Debugging an MPI Application
The message passing interface (MPI) is a standard means of exchanging messages between multiple computers running a parallel program. Currently, the MPI 1.1 standard is commonly used. Open MPI must be installed to implement the MPI standard.
- A communicator defines a group of processes that can message each other. Each process is assigned a unique number called rank so that the processes explicitly communicate with each other by specifying the rank.
- During point-to-point communication, a process can send messages to another process by specifying the rank of the receiving process and a unique tag. The receiving process can send a request to receive the message with the unique tag, and then process the received data in sequence. To put it simply, the specific communication between a transmitter and a receiver is called point-to-point communication.
- Collective communication involves a group or groups of processes. For example, a process may need to broadcast a message to all other processes. MPI provides a dedicated interface to implement collective communication between all processes.
Prerequisites
Debugging an MPI Application Written in C/C++
- Click
in the shortcut menu area on the left, or click Development and choose Debug under Compiler and Debugger. On the Debug page that is displayed, select Parallel HPC application for Type and set other parameters as required. See Figure 1.
You do not need to select OpenMP Application when debugging an MPI application.
Table 1 Parallel HPC application debugging parameters Parameter
Description
Configured Remote Server
Target server for debugging a parallel HPC application.
Linux User Name
Name of the Linux user who starts the MPI application.

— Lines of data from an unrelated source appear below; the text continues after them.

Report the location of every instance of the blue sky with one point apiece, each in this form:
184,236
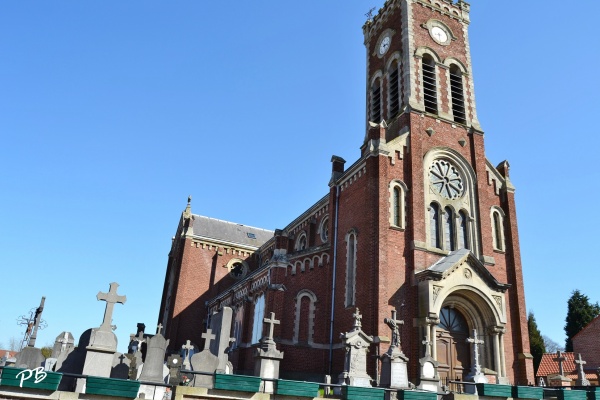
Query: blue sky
112,113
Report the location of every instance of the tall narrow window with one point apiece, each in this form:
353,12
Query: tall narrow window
394,90
457,94
463,235
376,101
429,84
397,204
498,231
259,315
434,225
449,239
351,270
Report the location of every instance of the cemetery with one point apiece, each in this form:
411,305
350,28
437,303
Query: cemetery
94,368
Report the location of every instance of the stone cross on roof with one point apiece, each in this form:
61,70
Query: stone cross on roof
357,319
272,322
111,299
560,358
209,337
427,344
475,342
394,323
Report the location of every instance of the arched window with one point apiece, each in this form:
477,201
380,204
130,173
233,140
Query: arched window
397,204
301,242
376,101
449,238
238,325
350,269
259,315
394,90
305,316
457,94
498,229
429,84
463,230
434,225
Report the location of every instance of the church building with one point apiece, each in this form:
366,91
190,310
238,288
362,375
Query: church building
421,223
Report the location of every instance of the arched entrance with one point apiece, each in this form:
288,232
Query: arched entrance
453,351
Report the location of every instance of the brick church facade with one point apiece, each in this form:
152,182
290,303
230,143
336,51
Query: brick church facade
422,223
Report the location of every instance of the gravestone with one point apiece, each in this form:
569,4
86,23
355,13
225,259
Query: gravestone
475,375
205,362
154,365
174,364
220,324
103,342
155,359
31,357
120,366
429,379
581,379
394,373
356,344
267,357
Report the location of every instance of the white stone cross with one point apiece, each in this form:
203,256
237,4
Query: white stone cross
475,342
560,358
357,318
208,336
186,359
272,322
111,299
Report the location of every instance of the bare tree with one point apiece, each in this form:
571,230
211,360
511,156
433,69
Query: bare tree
551,345
14,344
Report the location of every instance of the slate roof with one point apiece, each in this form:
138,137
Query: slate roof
550,367
231,232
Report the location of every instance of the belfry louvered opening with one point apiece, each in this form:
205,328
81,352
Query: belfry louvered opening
457,94
429,85
376,101
394,90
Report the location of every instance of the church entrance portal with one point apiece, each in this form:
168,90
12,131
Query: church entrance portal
453,352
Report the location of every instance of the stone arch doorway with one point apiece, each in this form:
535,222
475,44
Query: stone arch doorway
453,351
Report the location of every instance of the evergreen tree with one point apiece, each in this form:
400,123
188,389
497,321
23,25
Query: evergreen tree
579,313
536,341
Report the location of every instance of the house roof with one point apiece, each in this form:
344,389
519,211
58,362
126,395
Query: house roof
548,366
230,232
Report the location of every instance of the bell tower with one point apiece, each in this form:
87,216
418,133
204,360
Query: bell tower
418,60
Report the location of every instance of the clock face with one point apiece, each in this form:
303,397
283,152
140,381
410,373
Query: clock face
446,179
439,35
385,45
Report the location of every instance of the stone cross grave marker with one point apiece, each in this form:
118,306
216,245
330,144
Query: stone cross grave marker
186,358
357,319
394,324
476,369
560,358
271,322
581,378
208,337
111,298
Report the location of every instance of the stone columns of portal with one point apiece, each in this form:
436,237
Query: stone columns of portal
430,324
497,333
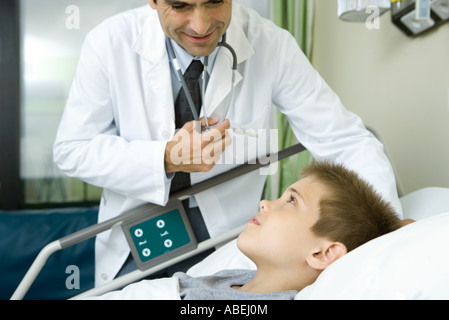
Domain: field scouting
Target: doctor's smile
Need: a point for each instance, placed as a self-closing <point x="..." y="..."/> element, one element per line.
<point x="196" y="26"/>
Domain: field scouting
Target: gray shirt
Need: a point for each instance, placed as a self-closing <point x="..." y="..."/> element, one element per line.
<point x="218" y="287"/>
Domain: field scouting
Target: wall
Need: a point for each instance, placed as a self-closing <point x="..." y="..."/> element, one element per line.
<point x="398" y="84"/>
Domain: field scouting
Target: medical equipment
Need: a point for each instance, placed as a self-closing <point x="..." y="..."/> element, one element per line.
<point x="177" y="66"/>
<point x="414" y="17"/>
<point x="135" y="218"/>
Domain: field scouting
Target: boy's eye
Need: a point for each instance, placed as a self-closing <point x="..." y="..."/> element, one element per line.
<point x="292" y="200"/>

NOTE:The root user account has the highest permission. To avoid unnecessary risks to the system, we strongly recommend you use a non-root account for the debugging.
Linux User Password
Password of the Linux user.
Remember password
If this option is selected, the Linux user password of the current remote server will be remembered.
SSH Port
SSH port number of the server where the MPI application is started.
Program
MPI application. Associated application paths can be automatically displayed for selection.
Grant the Linux user the read permission for the current MPI application and the read, write, and execute permissions for the directory where the application is located.NOTE:- The MPI application must be an executable file.
- If there is no source code information in the MPI application, the debugger performs debugging in assembly mode by default.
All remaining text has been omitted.